高效的大规模蛋白质序列比较和基因匹配，以识别直系同源物和共直系同源物。

Efficient large-scale protein sequence comparison and gene matching to identify orthologs and co-orthologs.

机构信息

Department of Biochemistry and Molecular Biology, Monash University, VIC 3800, Australia.

出版信息

Nucleic Acids Res. 2012 Mar;40(6):e44. doi: 10.1093/nar/gkr1261. Epub 2011 Dec 30.

DOI:10.1093/nar/gkr1261

PMID:22210858

原文链接:https://pmc.ncbi.nlm.nih.gov/articles/PMC3315314/

Abstract

Broadly, computational approaches for ortholog assignment is a three steps process: (i) identify all putative homologs between the genomes, (ii) identify gene anchors and (iii) link anchors to identify best gene matches given their order and context. In this article, we engineer two methods to improve two important aspects of this pipeline [specifically steps (ii) and (iii)]. First, computing sequence similarity data [step (i)] is a computationally intensive task for large sequence sets, creating a bottleneck in the ortholog assignment pipeline. We have designed a fast and highly scalable sort-join method (afree) based on k-mer counts to rapidly compare all pairs of sequences in a large protein sequence set to identify putative homologs. Second, availability of complex genomes containing large gene families with prevalence of complex evolutionary events, such as duplications, has made the task of assigning orthologs and co-orthologs difficult. Here, we have developed an iterative graph matching strategy where at each iteration the best gene assignments are identified resulting in a set of orthologs and co-orthologs. We find that the afree algorithm is faster than existing methods and maintains high accuracy in identifying similar genes. The iterative graph matching strategy also showed high accuracy in identifying complex gene relationships. Standalone afree available from http://vbc.med.monash.edu.au/∼kmahmood/afree. EGM2, complete ortholog assignment pipeline (including afree and the iterative graph matching method) available from http://vbc.med.monash.edu.au/∼kmahmood/EGM2.

摘要

广义而言，同源基因分配的计算方法是一个三步骤的过程：（i）在基因组之间识别所有假定的同源物，（ii）识别基因锚点，（iii）根据它们的顺序和上下文将锚点链接起来以识别最佳基因匹配。在本文中，我们设计了两种方法来改进该流程的两个重要方面[特别是步骤（ii）和（iii）]。首先，计算序列相似性数据[步骤（i）]对于大型序列集来说是一项计算密集型任务，这在同源基因分配管道中形成了瓶颈。我们设计了一种快速且高度可扩展的基于 k-mer 计数的排序-连接方法（afree），以快速比较大型蛋白质序列集中的所有序列对，从而识别假定的同源物。其次，可用性复杂的基因组包含具有复杂进化事件（例如复制）的大型基因家族，使得分配同源基因和共同源基因的任务变得困难。在这里，我们开发了一种迭代图匹配策略，其中在每次迭代中，都会确定最佳的基因分配，从而得到一组同源基因和共同源基因。我们发现 afree 算法比现有方法更快，并且在识别相似基因方面保持了很高的准确性。迭代图匹配策略在识别复杂基因关系方面也表现出了很高的准确性。afree 可从 http://vbc.med.monash.edu.au/∼kmahmood/afree 获得。完整的同源基因分配管道（包括 afree 和迭代图匹配方法）可从 http://vbc.med.monash.edu.au/∼kmahmood/EGM2 获得。
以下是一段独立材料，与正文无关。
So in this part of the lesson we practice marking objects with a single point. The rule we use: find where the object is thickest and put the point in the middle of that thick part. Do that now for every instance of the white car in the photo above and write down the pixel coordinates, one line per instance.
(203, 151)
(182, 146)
https://cdn.ncbi.nlm.nih.gov/pmc/blobs/c092/3315314/9f8ca0ecabb2/gkr1261f1.jpg

相似文献

Efficient large-scale protein sequence comparison and gene matching to identify orthologs and co-orthologs.

Nucleic Acids Res. 2012 Mar;40(6):e44. doi: 10.1093/nar/gkr1261. Epub 2011 Dec 30.

EGM: encapsulated gene-by-gene matching to identify gene orthologs and homologous segments in genomes.

Bioinformatics. 2010 Sep 1;26(17):2076-84. doi: 10.1093/bioinformatics/btq339. Epub 2010 Jun 27.

DODO: an efficient orthologous genes assignment tool based on domain architectures. Domain based ortholog detection.

BMC Bioinformatics. 2010 Oct 15;11 Suppl 7(Suppl 7):S6. doi: 10.1186/1471-2105-11-S7-S6.

Primary orthologs from local sequence context.

BMC Bioinformatics. 2020 Feb 6;21(1):48. doi: 10.1186/s12859-020-3384-2.

Assignment of orthologous genes via genome rearrangement.

IEEE/ACM Trans Comput Biol Bioinform. 2005 Oct-Dec;2(4):302-15. doi: 10.1109/TCBB.2005.48.

Automatic clustering of orthologs and in-paralogs from pairwise species comparisons.

J Mol Biol. 2001 Dec 14;314(5):1041-52. doi: 10.1006/jmbi.2000.5197.

BBH-LS: an algorithm for computing positional homologs using sequence and gene context similarity.

BMC Syst Biol. 2012;6 Suppl 1(Suppl 1):S22. doi: 10.1186/1752-0509-6-S1-S22. Epub 2012 Jul 16.

MSOAR: a high-throughput ortholog assignment system based on genome rearrangement.

J Comput Biol. 2007 Nov;14(9):1160-75. doi: 10.1089/cmb.2007.0048.

MSOAR 2.0: Incorporating tandem duplications into ortholog assignment based on genome rearrangement.

BMC Bioinformatics. 2010 Jan 6;11:10. doi: 10.1186/1471-2105-11-10.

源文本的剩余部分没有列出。